We’ve all been disappointed in people before, but the hurt can be harder to swallow when it comes from inside the four walls of our church.
Perhaps a beloved pastor led your parents to Christ and performed your wedding, but you later discovered he spiritually abused other church members. Maybe your youth pastor always supported you at soccer games and plays but recently abandoned his wife and family for someone else. God used this pastor in your life, but now the memories feel tainted. How can we reconcile the good he’s done for us with the harm he’s done to others?
When a pastor or other church leader fails morally, church members often tend toward two types of responses. We might deny or excuse the pastor’s failures—He’s done so much good in our congregation over the years; that can’t be true! Or we might discredit his ministry altogether—All his sermons and everything I’ve learned from him are no longer valid.
Instead, we must learn to hold these extremes in tension. The good doesn’t mean a pastor is incapable of doing wrong, nor does the bad necessarily erase the fruit of his ministry.
Holding the Tension
The Bible is full of people and leaders God used for good, even though they had major failures. Abraham and Moses are familiar examples.
Abraham followed the Lord to an unknown land and offered his son as a sacrifice, fully believing in the power of resurrection (before it had ever happened in history). But he also lied about Sarah being his wife on two occasions, and he went along with her plan to have an heir through their servant Hagar (Gen. 12:12–14; 16:2–4; 20:2).
Moses led Israel out of Egypt across the parted Red Sea, and God entrusted him with the Ten Commandments. Yet, after seeing miracle upon miracle, he struck a rock to produce water in unbelief (Ex. 20; Num. 20:10–13).
What were these two men, along with many other flawed people, commended for in Hebrews 11? Their faith. Though Abraham and Moses failed at times, they continually turned back to the Lord in obedience.

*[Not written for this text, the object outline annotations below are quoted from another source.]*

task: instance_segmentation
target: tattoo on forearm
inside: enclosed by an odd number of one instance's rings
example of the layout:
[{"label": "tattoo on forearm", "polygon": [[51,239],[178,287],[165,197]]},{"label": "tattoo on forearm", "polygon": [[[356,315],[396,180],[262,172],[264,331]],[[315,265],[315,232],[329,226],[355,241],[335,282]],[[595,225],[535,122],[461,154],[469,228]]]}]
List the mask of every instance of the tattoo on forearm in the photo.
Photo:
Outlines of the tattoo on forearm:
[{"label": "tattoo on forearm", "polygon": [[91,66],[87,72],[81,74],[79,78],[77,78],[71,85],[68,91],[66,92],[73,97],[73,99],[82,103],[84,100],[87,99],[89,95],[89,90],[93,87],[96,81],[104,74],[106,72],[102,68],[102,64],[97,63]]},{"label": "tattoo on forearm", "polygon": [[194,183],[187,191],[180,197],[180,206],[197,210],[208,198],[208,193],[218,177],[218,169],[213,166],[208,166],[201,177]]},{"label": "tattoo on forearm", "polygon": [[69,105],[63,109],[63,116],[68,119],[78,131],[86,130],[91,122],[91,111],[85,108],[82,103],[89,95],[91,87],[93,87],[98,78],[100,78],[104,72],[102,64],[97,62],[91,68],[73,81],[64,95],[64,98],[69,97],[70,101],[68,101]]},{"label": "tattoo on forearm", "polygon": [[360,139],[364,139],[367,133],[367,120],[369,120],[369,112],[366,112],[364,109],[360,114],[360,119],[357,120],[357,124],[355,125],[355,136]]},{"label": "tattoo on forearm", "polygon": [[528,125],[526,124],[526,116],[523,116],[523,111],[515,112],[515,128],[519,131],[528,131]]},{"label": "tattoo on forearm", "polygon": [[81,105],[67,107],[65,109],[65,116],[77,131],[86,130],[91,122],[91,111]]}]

Their failures didn’t erase the wonderful ways God used them for his purposes.
But that doesn’t mean church leaders receive a free pass for their sins. Abraham was separated from his son Ishmael, and Moses never entered the promised land. The results of sin can often be severe and grievous. Pastors may need to step down from their positions until repentance and reconciliation occur and church discipline has been enacted. Even then, full restoration to ministry may not be possible or wise.
Their failures didn’t erase the ways God used them. But that doesn’t mean church leaders receive a free pass for their sins.
Clinging to Christ
What does that mean for those of us left in the aftermath? The sad reality is that a once-beloved church leader may no longer be someone we should confide in or follow. We may even need to find a new congregation to join.
However, that doesn’t void the ways God used these leaders in our lives. We can still thank God for what he taught us through them while expressing our hurt, disappointment, and even anger to the Lord over our broken church situations. That’s part of casting all our cares on him (1 Pet. 5:7). Instead of suppressing our emotions over these failures or allowing the sin of bitterness to destroy us, Hebrews 12:1–2 gives us a better focus:
Therefore, since we are surrounded by so great a cloud of witnesses, let us also lay aside every weight, and sin which clings so closely, and let us run with endurance the race that is set before us, looking to Jesus, the founder and perfecter of our faith, who for the joy that was set before him endured the cross.
God has set a race before each of us, and for many of us, that race involves dealing with the sinfulness and brokenness of church leaders. May we let their failures remind us of our own need to lay aside the sin that clings so closely to us.
Jesus alone lived perfectly. When our earthly leaders fail, we’re reminded to continually look to Christ. Because he alone is the founder and perfecter of our faith, we can hold the good and the bad of our leaders in tension. Only Jesus is worth clinging to with our whole hearts.